I knew that when I got married I wanted at least two kids. When we started having infertility issues I began to think we would never have children.
All that changed when I started a new job and we moved. We were able to save up for adoption. After we adopted our son, my desire to have more children became stronger. I was ready to start the process again. As many of you know, adoption can be expensive. Our savings was depleted. It was going to take a while to save up again.
When my son was about one-and-a-half we received a call from the adoption agency. They had been in contact with our son’s birth mom. She was pregnant again and wanted to place her baby for adoption.
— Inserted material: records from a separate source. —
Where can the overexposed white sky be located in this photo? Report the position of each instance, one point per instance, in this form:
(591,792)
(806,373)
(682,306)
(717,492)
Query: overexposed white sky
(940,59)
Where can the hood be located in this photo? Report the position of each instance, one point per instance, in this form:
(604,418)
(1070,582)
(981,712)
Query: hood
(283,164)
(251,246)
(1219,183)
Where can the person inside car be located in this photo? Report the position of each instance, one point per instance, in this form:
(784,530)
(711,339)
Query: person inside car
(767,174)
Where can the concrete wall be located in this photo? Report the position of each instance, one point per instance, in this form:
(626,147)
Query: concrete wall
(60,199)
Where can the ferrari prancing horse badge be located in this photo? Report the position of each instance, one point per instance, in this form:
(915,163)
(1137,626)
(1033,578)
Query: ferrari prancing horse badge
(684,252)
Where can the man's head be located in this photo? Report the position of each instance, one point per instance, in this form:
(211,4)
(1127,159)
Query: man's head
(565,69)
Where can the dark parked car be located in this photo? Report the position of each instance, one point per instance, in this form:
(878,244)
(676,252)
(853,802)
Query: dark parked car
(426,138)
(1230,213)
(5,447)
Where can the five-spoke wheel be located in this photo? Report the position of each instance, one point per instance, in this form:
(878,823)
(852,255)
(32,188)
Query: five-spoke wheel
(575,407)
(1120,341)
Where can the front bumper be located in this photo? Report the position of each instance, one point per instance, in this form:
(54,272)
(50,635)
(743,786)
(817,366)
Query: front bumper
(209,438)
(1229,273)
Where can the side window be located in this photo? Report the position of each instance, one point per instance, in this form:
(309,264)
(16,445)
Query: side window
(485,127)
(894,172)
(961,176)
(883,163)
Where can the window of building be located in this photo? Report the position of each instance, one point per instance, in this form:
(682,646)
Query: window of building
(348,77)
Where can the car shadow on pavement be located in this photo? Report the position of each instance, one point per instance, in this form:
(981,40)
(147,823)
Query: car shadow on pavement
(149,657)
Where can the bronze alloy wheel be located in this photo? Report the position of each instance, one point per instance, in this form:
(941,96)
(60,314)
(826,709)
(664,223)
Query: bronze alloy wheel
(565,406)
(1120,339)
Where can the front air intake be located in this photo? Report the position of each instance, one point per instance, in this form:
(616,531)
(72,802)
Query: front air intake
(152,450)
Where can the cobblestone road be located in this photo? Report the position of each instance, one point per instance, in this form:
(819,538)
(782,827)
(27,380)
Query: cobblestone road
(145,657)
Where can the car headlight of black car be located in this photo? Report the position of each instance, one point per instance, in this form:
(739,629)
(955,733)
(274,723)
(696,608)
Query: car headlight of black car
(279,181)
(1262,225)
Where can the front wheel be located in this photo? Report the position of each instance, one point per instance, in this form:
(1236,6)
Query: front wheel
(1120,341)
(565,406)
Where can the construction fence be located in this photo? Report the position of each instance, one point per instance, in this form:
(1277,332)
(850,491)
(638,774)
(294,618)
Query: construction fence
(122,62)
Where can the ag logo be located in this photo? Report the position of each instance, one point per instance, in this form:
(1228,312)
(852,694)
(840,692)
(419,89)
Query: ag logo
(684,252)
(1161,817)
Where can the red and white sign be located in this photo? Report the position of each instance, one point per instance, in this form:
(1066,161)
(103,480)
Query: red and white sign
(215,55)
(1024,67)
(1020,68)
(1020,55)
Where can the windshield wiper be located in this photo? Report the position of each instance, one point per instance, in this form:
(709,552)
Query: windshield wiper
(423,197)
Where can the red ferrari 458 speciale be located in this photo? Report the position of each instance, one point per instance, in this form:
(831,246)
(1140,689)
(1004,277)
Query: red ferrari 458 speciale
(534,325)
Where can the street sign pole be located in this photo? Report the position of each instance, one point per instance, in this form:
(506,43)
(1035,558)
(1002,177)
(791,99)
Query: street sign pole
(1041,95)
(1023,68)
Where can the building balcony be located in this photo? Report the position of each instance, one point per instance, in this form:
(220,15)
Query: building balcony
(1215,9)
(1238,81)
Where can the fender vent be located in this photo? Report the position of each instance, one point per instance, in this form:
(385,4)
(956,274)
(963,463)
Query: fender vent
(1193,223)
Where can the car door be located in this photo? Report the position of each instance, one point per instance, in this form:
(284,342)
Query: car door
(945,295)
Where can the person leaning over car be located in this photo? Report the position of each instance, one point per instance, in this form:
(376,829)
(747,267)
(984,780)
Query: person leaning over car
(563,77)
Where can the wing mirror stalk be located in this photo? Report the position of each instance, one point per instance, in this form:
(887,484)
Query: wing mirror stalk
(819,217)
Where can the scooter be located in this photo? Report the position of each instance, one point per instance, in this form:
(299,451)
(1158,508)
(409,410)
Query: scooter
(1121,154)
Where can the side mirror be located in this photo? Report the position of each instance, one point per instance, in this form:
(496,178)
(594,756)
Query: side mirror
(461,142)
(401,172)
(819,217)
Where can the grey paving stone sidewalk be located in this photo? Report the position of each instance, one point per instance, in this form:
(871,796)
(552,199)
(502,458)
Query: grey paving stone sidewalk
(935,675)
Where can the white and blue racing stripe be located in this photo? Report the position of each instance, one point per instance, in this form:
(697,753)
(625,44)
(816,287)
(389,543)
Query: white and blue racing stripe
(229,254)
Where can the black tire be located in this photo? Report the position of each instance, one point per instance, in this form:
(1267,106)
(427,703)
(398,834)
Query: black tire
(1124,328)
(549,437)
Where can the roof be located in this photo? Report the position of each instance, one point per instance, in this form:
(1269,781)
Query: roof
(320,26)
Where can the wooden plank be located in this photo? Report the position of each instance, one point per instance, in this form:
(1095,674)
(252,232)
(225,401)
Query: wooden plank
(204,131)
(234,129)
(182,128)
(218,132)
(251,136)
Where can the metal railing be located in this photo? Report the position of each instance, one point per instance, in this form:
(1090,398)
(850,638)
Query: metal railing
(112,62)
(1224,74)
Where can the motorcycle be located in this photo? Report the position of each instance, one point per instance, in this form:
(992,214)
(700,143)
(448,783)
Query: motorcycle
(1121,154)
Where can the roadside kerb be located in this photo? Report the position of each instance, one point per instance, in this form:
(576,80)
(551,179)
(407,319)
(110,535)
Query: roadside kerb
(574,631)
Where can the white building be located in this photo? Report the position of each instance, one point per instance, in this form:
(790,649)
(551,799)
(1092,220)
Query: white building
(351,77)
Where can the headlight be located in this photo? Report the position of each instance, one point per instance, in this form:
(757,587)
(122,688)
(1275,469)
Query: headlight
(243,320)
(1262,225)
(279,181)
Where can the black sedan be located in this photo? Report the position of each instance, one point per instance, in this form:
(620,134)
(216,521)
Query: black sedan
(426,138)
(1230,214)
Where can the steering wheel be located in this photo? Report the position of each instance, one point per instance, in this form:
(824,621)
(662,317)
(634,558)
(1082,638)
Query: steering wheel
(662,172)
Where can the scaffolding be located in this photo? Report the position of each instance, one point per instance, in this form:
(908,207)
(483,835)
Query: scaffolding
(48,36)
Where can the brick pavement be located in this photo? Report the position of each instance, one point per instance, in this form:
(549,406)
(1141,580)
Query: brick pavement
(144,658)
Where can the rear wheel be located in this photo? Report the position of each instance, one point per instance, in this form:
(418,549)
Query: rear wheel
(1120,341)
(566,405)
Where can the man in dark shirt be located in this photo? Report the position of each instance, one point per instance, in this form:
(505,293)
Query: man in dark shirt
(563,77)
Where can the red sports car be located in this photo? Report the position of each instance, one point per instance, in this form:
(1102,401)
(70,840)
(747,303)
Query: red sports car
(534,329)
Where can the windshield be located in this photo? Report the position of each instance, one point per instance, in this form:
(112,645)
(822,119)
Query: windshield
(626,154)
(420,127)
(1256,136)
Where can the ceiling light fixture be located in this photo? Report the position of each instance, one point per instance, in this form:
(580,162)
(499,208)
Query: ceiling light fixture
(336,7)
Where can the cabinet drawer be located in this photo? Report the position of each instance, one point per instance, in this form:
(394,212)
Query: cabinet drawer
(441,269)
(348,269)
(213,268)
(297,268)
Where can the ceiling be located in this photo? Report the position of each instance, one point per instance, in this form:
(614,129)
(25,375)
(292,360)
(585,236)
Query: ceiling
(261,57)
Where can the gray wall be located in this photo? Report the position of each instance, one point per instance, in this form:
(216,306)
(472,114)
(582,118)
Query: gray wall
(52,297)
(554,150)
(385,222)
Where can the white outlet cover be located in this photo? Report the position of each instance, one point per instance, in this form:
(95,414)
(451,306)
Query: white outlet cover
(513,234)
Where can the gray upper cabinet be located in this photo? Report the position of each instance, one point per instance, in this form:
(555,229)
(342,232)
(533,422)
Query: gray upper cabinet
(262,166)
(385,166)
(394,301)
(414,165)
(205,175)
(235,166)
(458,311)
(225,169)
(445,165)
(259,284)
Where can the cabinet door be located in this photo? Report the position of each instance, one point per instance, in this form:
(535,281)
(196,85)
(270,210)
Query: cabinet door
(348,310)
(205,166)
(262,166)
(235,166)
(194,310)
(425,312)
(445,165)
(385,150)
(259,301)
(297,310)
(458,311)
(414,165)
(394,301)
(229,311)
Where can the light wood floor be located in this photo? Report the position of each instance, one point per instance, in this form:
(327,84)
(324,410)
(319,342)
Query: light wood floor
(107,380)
I was beyond ecstatic!
Our social worker continued to tell us that the birth mom wanted us to adopt the baby. Words can not express how happy I was. I was so excited we would have a chance to adopt again. We would be giving my son a sibling he was actually related to! We wouldn’t have to go through the whole waiting game again; the baby was due in a couple of months.
When my husband got home I could not wait to tell him. My excitement was hard to hide! As I began to tell him the news I noticed his reaction was not the same as mine. He reacted with a heart of reality and I reacted with a heart of emotion. How were we going to afford another adoption? With the baby being born in a couple of months, the chances of us coming up with another $20,000 was slim. It would have to take a miracle.
I was ready to sell my house, my car, and move in with my parents. My thought process was desperate. When you try to have children for so long, and then an opportunity presents itself, you jump on it. At least I did.
For several days my husband and I tried to come up with ideas on how to raise the money. Every solution for us was drastic. To be able to produce that amount of money in such a short time, we were going to have to make a huge sacrifice. Eventually I began to realize that it was not going to work out. I was heart broken. It felt like I lost a child. It felt like I was letting my son down for not being able to adopt one of his siblings.
About six months later, I emailed the agency to see how the birth mom was doing and if they found another family for the baby. To my surprise, they told me that the birth mom decided to parent the child. It’s funny how things work out–or in our case, don’t work out. If we had decided to go through with the adoption, we would have been even more heartbroken. I think it is amazing how God protects our hearts when we don’t see the big picture. If something doesn’t work out the way you want, it can be devastating. Just remember it will hurt for a little while, but somehow it all works out.